How reclaiming the tribal Jesus plants new life in Native youth … and the Western Church.

Leadership Journal March 25, 2014

I hope you enjoy this conversation with new friend Corey Greaves, a Blackfeet Indian pastor working with youth on the Yakama nation. Corey is one of a rising generation of sharp Native American leaders who are working to heal historical wounds and bring indigenous theology to its rightful, honored place in Christian dialogue. For opportunities to connect your church to Corey's work, check out S.L.A.M. Trips and Dancing Our Prayers. -Paul

Paul: Thank you for speaking to us. Tell me about your organization, Mending Wings.

We're asking, "What does it mean to follow Christ—the 'Jesus-way'—as an Indian person?"

Corey: We're a Native American non-profit youth organization on the Yakama nation in Washington State. We're all about raising up student leaders, teaching our students to deconstruct Western missiology, and reconstructing indigenous theology for our kids. We're asking, "What does it mean to follow Christ—the 'Jesus-way'—as an Indian person?" That journey looks different, sounds different, smells different, feels different.

We're about healing from historical trauma, addictions, and abuses; about empowering our Native youths and families to walk in wholeness and beauty as followers of the Jesus-way.

You connect a lot with short-term groups?

Yes, but not the way short term trips are usually done. We have a program called S.L.A.M. trips—Students Learning About Mission. We bring in college age youth groups, families from around the country for a "mission trip" on our reservation.
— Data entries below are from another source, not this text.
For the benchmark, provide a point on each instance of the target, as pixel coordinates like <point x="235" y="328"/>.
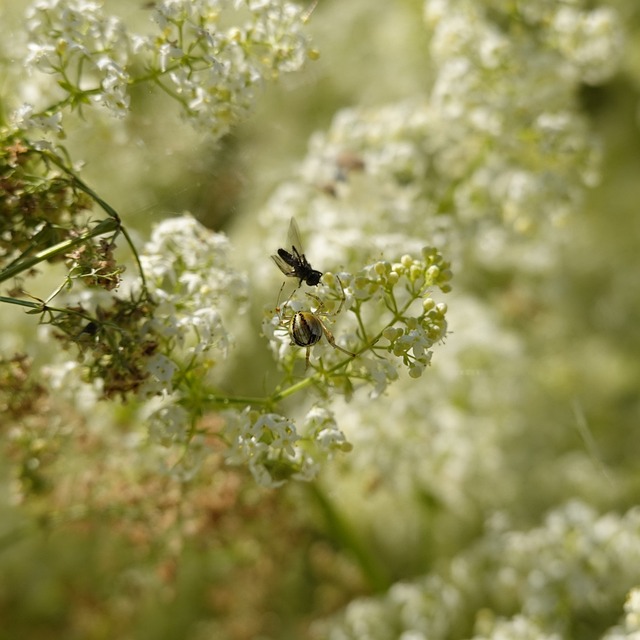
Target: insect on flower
<point x="306" y="328"/>
<point x="292" y="261"/>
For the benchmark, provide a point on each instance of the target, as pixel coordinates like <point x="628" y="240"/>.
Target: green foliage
<point x="191" y="449"/>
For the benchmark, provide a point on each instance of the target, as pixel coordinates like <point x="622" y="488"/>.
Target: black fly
<point x="292" y="261"/>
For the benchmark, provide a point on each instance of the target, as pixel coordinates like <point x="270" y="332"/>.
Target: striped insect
<point x="306" y="328"/>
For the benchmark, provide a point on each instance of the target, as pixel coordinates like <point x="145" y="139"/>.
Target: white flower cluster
<point x="577" y="561"/>
<point x="392" y="321"/>
<point x="209" y="55"/>
<point x="498" y="145"/>
<point x="273" y="449"/>
<point x="193" y="284"/>
<point x="86" y="49"/>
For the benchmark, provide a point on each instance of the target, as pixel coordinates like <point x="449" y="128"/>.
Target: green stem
<point x="341" y="530"/>
<point x="104" y="226"/>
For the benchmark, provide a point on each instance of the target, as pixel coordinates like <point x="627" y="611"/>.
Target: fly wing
<point x="293" y="238"/>
<point x="287" y="269"/>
We've had folks come from Africa, several Asian groups. Mostly from non-indigenous cultures. But they have to come as learners. They can't come teach a Vacation Bible School, for example.

They come, and we immerse them in the best of our culture for a week, and introduce them to a different model of missions. They work with our elders, helping to fix up yards, chop wood for the winter, and build relationships. That's what it's all about—we don't care if the rake's leaning against the house if they're building relationships. We're a very relational people, not very event or task or time oriented.
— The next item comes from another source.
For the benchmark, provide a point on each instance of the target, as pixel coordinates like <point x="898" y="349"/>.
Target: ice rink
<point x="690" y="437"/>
I love how you use "the Jesus-way" to describe our faith. What does that communicate to Native believers?

We don't use the word "Christian" because that leaves a bad taste in our mouth. It's a label. The Jesus-way is a way that we walk, a trail that we're following. You get bruised and bumped on that trail, sometimes you can't see because of the brush, but you continue to walk as Yeshua leads.

There's not a lot of piety in it.

Piety's overrated.

[Laughs] Yeah, I think so too. The Jesus-way has a lot of broken words, a lot of Brennan Manning—ragamuffin faith.

While it's a complex story, missions often hasn't been "good news" for indigenous peoples. What needs to happen for that to change?

I think that first, like Richard [Twiss] said, you have to have a theology of presence. You gently make your presence known, then start conversation. Then you have to stay in the conversation. Folks want to come in and bring conversation, but they bring agenda, and they bring their own ideas of what they want that to look like, instead of just being. And then, when the conversation begins and it gets rough and you get offended and you get angry, you bail. It's important to stay in the conversation. It's the only way we'll heal together, and learn from one another.

So, having a theology of being and place, and staying in conversation. Pretty important.

Will that reconciliation, will that beauty ever happen on this side? I don't know. But I sure know we don't have a chance if we don't start there.

What does the Jesus-way uniquely offer to your people?

That's a big question. We know historically what Christianity has meant to Indian people—"Jesus loves you, but he doesn't like you a lot. But he does like white people, so here's how to be a follower: look like us."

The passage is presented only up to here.